I have been blessed with a child with a highly willful temperament. He wants to do things his own way, in his own time. Well, don’t we all?
I find myself frustrated when he doesn’t want to do what I want him to do, like brush his teeth or clear his plate. The parenting books suggest logical consequences. What? Like letting cavities take over?! Think of the dental bills!! Or, maybe he should pay the dental bills…
But, the key here is to take my attention of off of him and focus on the question, “Why do I get mad about this?” I have a young child, who needs guidance and connection, when I am seething in frustration I can’t offer either guidance or connection.”
And, not only “Why do I get mad,” but, also, “What can I do to stay in a friendly and resourceful mood?” Now I have shifted from what to do about him and his disobedience to me and my mood management. This is powerful and helpful. I can’t control him, but maybe I can relate to my own temper differently.
Staying in a friendlier mood keeps my body quieter.
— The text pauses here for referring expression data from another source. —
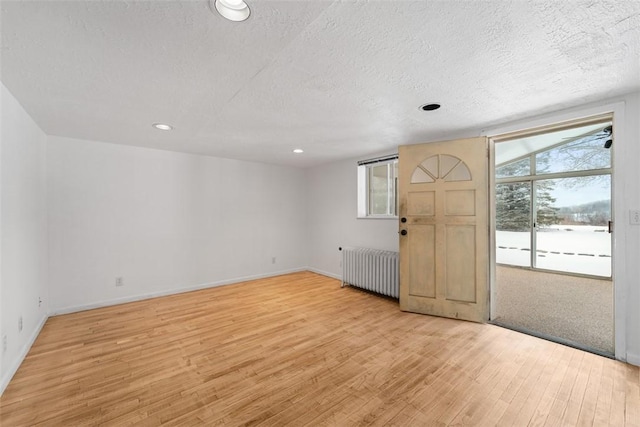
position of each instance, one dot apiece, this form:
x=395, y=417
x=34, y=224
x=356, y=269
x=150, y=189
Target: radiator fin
x=371, y=269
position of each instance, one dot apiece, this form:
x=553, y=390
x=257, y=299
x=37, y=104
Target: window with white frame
x=378, y=187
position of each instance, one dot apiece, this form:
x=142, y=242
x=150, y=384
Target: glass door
x=553, y=235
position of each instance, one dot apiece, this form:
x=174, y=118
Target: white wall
x=332, y=204
x=165, y=222
x=23, y=232
x=332, y=223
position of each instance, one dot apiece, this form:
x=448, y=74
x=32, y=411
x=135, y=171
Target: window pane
x=379, y=189
x=519, y=168
x=583, y=154
x=572, y=224
x=513, y=224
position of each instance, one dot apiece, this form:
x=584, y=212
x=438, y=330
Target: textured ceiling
x=337, y=78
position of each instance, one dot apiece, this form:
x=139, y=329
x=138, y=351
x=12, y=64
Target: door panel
x=444, y=254
x=422, y=244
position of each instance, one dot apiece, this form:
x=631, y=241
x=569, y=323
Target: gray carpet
x=571, y=308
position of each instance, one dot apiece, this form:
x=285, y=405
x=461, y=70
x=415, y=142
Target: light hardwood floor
x=299, y=350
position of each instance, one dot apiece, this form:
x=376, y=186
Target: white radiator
x=371, y=269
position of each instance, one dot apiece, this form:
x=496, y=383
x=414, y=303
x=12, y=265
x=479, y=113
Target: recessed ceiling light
x=233, y=10
x=162, y=126
x=429, y=107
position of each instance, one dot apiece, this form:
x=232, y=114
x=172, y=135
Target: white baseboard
x=9, y=373
x=633, y=359
x=325, y=273
x=139, y=297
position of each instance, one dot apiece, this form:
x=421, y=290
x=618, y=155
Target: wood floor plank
x=300, y=350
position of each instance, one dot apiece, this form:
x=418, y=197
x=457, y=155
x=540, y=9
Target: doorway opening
x=553, y=233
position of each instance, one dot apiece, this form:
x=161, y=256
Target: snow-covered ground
x=572, y=248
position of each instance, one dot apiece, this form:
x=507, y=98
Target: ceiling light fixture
x=162, y=126
x=429, y=107
x=233, y=10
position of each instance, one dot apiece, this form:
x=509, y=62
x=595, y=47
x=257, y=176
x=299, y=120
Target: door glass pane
x=572, y=216
x=513, y=224
x=586, y=153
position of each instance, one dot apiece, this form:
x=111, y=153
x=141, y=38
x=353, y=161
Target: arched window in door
x=441, y=166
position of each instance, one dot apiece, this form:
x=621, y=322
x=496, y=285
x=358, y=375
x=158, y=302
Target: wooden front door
x=444, y=229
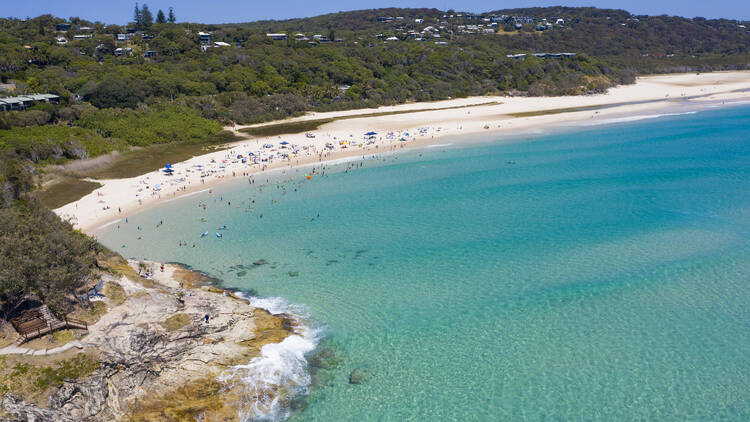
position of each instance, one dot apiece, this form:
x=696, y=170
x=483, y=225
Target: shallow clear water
x=594, y=275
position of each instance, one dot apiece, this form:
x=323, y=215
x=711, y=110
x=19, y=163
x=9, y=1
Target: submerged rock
x=357, y=376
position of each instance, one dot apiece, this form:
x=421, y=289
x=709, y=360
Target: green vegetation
x=308, y=125
x=143, y=160
x=168, y=100
x=115, y=293
x=176, y=321
x=285, y=128
x=55, y=143
x=41, y=256
x=65, y=190
x=147, y=127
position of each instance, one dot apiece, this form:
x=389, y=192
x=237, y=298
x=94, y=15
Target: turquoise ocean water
x=598, y=274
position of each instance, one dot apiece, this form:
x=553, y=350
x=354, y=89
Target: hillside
x=235, y=72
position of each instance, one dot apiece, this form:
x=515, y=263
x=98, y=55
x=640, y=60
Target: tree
x=160, y=18
x=137, y=17
x=147, y=19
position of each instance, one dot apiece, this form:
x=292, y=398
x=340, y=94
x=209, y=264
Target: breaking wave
x=269, y=382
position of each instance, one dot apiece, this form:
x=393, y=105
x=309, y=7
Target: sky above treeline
x=224, y=11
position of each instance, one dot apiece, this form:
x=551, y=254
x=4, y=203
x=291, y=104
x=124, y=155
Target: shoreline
x=507, y=117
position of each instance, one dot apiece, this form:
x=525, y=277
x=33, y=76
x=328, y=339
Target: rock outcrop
x=143, y=356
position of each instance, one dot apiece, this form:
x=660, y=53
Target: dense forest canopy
x=343, y=60
x=158, y=81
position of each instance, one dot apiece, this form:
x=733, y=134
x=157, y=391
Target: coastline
x=446, y=121
x=188, y=350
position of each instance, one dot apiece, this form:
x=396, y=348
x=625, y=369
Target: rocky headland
x=156, y=353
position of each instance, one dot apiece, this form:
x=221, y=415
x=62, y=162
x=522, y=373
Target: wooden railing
x=36, y=323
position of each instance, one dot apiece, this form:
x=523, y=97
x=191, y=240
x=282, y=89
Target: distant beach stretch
x=389, y=129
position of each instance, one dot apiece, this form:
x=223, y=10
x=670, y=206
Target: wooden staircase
x=40, y=321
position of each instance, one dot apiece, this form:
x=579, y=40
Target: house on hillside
x=127, y=51
x=25, y=101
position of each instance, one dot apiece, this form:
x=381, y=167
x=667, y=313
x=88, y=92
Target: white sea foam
x=269, y=381
x=636, y=118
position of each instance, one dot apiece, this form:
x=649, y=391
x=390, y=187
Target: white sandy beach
x=650, y=96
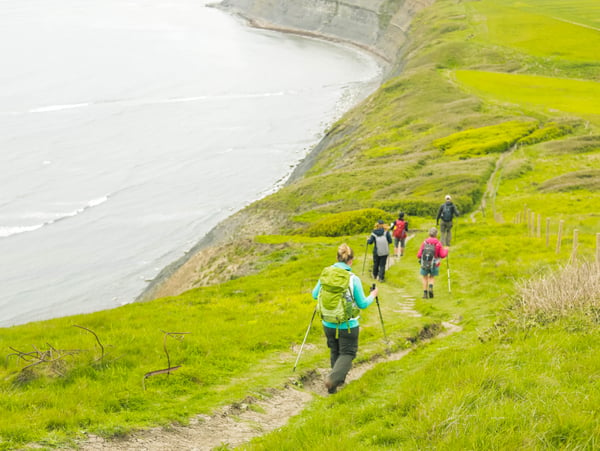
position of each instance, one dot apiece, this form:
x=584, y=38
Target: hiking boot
x=330, y=386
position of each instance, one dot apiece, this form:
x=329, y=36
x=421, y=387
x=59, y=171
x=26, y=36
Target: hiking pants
x=342, y=351
x=379, y=266
x=446, y=230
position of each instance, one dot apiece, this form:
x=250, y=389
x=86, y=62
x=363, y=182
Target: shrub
x=547, y=133
x=484, y=140
x=347, y=222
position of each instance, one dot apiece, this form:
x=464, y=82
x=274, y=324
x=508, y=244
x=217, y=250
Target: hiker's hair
x=345, y=253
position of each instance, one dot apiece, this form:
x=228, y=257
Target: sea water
x=130, y=128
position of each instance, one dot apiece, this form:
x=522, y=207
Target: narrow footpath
x=237, y=424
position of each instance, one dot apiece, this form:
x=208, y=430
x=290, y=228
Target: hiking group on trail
x=382, y=239
x=340, y=295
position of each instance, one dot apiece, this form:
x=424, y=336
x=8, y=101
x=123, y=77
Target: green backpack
x=335, y=302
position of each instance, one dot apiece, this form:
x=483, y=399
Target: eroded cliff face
x=379, y=26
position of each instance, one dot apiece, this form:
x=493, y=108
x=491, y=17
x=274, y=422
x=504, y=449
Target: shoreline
x=215, y=236
x=176, y=277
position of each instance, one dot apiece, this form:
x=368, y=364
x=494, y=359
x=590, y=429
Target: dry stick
x=559, y=238
x=168, y=370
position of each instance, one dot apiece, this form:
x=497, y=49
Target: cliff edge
x=377, y=26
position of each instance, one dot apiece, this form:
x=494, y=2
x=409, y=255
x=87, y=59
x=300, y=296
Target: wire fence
x=534, y=228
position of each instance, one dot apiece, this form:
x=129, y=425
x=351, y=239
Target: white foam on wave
x=46, y=109
x=6, y=231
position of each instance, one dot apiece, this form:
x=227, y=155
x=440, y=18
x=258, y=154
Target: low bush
x=347, y=223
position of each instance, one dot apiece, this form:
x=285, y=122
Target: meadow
x=482, y=109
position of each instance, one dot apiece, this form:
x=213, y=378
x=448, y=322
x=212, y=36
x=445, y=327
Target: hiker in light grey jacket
x=446, y=212
x=382, y=240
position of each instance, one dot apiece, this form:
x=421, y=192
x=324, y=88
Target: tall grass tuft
x=573, y=288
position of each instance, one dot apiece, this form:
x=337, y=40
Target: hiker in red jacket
x=399, y=229
x=430, y=255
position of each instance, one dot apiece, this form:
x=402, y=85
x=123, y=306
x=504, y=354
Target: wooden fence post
x=559, y=238
x=575, y=240
x=531, y=222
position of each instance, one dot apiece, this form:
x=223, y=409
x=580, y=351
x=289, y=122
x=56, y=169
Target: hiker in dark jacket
x=382, y=240
x=446, y=212
x=342, y=338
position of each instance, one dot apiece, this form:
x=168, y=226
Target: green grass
x=506, y=382
x=569, y=96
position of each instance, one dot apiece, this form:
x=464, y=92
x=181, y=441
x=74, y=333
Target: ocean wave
x=6, y=231
x=144, y=102
x=46, y=109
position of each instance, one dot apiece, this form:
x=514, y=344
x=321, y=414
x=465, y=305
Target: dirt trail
x=237, y=424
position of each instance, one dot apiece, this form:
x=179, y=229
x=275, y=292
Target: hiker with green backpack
x=340, y=297
x=430, y=255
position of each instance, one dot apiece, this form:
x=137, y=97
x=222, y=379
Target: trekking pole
x=380, y=317
x=448, y=263
x=305, y=337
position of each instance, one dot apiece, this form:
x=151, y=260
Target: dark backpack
x=381, y=245
x=400, y=229
x=428, y=256
x=447, y=212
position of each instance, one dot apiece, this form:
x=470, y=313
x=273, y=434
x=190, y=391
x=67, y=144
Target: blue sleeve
x=359, y=295
x=316, y=290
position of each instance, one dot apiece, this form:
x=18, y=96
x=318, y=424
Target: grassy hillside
x=497, y=104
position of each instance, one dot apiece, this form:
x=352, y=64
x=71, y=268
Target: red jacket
x=440, y=251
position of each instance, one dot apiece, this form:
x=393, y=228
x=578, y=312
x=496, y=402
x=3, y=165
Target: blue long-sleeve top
x=358, y=294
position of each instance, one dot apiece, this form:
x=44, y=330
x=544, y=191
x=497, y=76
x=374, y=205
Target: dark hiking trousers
x=379, y=266
x=342, y=351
I don’t pump as much adrenaline into my system, and I can stay focused on what really matters to me, instead of ranting about what is bothering me.
What have I learned so far about how to cultivate a more positive response to my frustration and stay friendlier?
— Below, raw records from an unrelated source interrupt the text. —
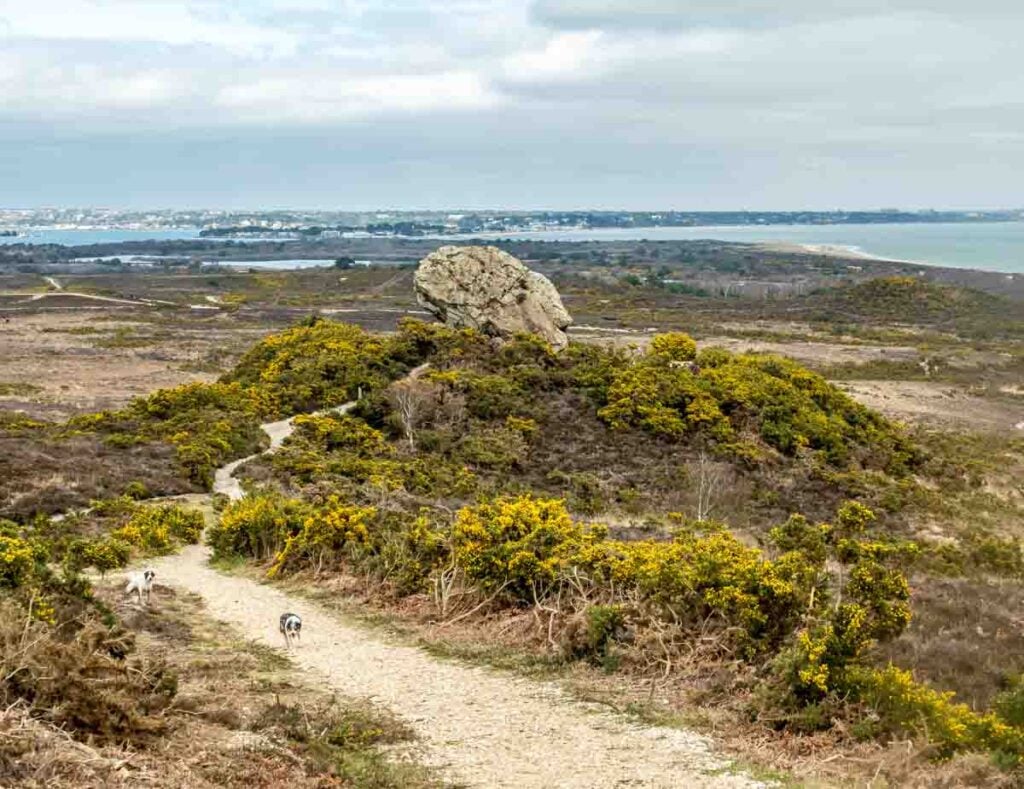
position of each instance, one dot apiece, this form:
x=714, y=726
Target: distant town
x=285, y=224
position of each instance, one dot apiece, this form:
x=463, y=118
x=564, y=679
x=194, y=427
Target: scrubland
x=721, y=537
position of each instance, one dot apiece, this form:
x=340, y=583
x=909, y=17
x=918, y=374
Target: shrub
x=519, y=545
x=790, y=407
x=320, y=364
x=325, y=537
x=258, y=526
x=674, y=347
x=904, y=706
x=160, y=530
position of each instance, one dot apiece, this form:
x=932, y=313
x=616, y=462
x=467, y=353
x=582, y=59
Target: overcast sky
x=555, y=103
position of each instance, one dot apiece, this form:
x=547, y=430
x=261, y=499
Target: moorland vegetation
x=729, y=518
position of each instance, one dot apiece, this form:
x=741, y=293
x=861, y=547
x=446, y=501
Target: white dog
x=140, y=582
x=291, y=628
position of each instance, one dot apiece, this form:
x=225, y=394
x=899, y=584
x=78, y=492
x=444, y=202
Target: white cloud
x=161, y=22
x=637, y=86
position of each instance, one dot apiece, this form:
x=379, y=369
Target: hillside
x=726, y=526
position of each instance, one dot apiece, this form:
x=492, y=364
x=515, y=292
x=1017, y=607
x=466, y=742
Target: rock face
x=488, y=290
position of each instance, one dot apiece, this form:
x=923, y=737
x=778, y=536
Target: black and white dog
x=291, y=628
x=140, y=582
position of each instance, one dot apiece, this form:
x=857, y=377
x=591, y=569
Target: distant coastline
x=982, y=246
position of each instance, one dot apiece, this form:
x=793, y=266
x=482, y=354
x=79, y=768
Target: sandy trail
x=480, y=728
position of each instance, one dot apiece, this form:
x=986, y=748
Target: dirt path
x=481, y=728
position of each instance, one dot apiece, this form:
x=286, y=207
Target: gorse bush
x=729, y=398
x=332, y=532
x=159, y=530
x=320, y=364
x=523, y=545
x=207, y=425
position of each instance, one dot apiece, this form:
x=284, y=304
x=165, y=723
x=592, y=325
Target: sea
x=987, y=246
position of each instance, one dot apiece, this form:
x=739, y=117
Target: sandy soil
x=480, y=727
x=937, y=404
x=47, y=350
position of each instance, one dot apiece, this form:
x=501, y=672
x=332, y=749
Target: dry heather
x=238, y=715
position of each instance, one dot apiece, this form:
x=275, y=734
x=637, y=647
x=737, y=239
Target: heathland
x=772, y=497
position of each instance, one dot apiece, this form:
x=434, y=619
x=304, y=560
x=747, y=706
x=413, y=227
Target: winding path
x=479, y=727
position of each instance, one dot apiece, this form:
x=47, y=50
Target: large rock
x=488, y=290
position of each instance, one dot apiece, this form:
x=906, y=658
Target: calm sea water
x=76, y=237
x=992, y=246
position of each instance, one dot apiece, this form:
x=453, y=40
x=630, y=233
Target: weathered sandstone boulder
x=488, y=290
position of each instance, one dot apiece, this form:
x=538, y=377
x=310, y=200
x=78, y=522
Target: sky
x=642, y=104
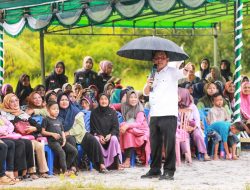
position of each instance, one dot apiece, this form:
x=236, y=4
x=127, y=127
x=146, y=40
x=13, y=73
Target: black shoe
x=166, y=176
x=151, y=175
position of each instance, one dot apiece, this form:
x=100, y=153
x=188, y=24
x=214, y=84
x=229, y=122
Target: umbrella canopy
x=144, y=48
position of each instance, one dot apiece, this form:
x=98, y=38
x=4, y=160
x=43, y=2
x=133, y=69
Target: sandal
x=25, y=178
x=6, y=181
x=34, y=176
x=44, y=175
x=126, y=165
x=120, y=167
x=207, y=158
x=103, y=170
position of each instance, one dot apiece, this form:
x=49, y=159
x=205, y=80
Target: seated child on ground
x=225, y=132
x=218, y=112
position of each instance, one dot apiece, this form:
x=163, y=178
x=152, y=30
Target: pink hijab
x=103, y=65
x=245, y=102
x=185, y=98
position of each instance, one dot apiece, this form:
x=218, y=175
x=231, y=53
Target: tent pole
x=42, y=56
x=215, y=45
x=238, y=47
x=1, y=57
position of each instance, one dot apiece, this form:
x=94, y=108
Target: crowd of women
x=102, y=116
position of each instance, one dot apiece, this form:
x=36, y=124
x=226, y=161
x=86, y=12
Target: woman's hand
x=123, y=128
x=30, y=129
x=102, y=139
x=64, y=142
x=56, y=136
x=66, y=133
x=107, y=138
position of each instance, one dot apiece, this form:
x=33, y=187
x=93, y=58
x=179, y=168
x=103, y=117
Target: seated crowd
x=107, y=120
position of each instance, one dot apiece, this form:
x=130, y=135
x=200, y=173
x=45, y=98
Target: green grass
x=70, y=186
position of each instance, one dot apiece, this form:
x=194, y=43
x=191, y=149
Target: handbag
x=21, y=126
1. Remind myself of my gratitude for him. I’m crazy about this kid.
2. Remind myself that learning to stay friendlier is a good next step for me in many ways. I need to be in a friendlier mood with my self and my husband as well.
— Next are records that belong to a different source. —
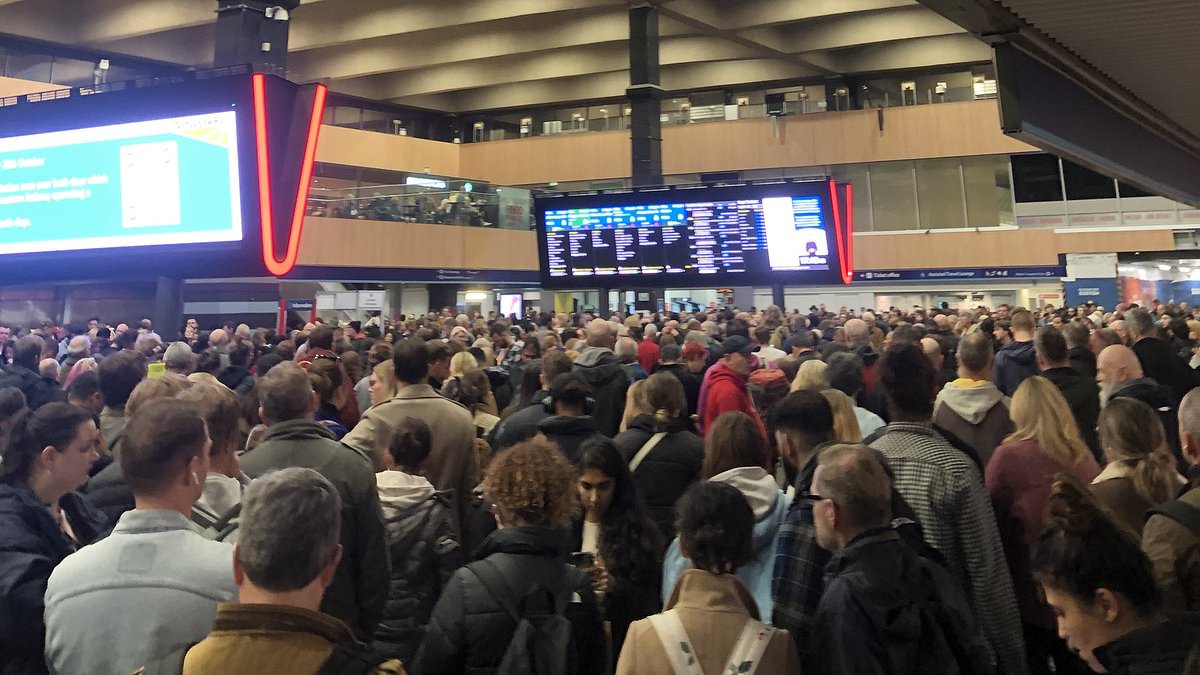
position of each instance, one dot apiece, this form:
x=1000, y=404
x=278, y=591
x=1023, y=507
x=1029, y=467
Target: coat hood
x=1021, y=353
x=971, y=399
x=400, y=490
x=766, y=500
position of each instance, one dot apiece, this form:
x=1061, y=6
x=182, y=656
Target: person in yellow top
x=285, y=559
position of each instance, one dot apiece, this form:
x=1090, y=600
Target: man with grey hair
x=293, y=437
x=877, y=583
x=179, y=358
x=606, y=375
x=972, y=407
x=1170, y=538
x=287, y=556
x=1159, y=360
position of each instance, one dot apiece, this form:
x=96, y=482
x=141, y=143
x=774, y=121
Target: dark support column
x=247, y=35
x=645, y=95
x=168, y=308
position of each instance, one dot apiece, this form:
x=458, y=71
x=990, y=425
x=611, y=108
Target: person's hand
x=600, y=580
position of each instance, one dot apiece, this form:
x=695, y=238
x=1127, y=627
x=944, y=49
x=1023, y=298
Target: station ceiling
x=460, y=55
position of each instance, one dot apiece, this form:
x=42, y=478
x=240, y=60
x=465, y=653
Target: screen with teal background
x=154, y=183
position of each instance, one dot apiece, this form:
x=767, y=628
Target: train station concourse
x=599, y=336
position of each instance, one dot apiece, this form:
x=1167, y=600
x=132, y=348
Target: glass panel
x=1036, y=178
x=1085, y=184
x=1131, y=191
x=893, y=197
x=940, y=193
x=856, y=174
x=989, y=195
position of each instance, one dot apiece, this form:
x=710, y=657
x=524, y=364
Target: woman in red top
x=1019, y=476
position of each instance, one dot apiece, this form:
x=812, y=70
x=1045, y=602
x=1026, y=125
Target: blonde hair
x=1132, y=434
x=1041, y=413
x=385, y=372
x=845, y=424
x=461, y=363
x=635, y=404
x=810, y=377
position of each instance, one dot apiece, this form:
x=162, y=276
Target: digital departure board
x=695, y=237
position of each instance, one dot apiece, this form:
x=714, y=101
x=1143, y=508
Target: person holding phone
x=616, y=541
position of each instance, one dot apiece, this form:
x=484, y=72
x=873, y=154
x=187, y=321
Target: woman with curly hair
x=520, y=568
x=624, y=544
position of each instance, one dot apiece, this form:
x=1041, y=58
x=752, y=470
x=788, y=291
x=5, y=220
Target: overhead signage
x=955, y=274
x=420, y=181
3. Give him the benefit of the doubt. As I learned more about this willful type of child, I find out that temperament is God given – or, a more secular way of putting it, he was born this way. His temperament is a gift, it comes with persistence, self-reliance, insatiable curiosity and a fantastic sense of humor.
4. Don’t blow things out of proportion – he has not had a cavity in his first nine years, so – so far so good.
5. Following that, focus even harder on what is going right than what is going wrong. Actively nourish myself with observations of what is great about him rather than reacting so strongly to his perceived deficits.
6. It’s worth asking why I am flaring up. Right now, I perceive a threat to my sense of self-worth (I’m a failing parent with an uppity kid.) But I can reframe that by saying he has a strong temperament, and I can learn how to foster his strengths and temper his deficits.
7. Note the cost to myself. It’s hard to be creative, resourceful and energetic when I am mucking around in my flailing anger.
As I get friendlier, to myself and him, I find myself feeling more energized, resourceful and happier. As I am happier I can get back to what I really want to be doing: creating a great home environment for my family and doing great work.
And, yes, I can actually get back to work.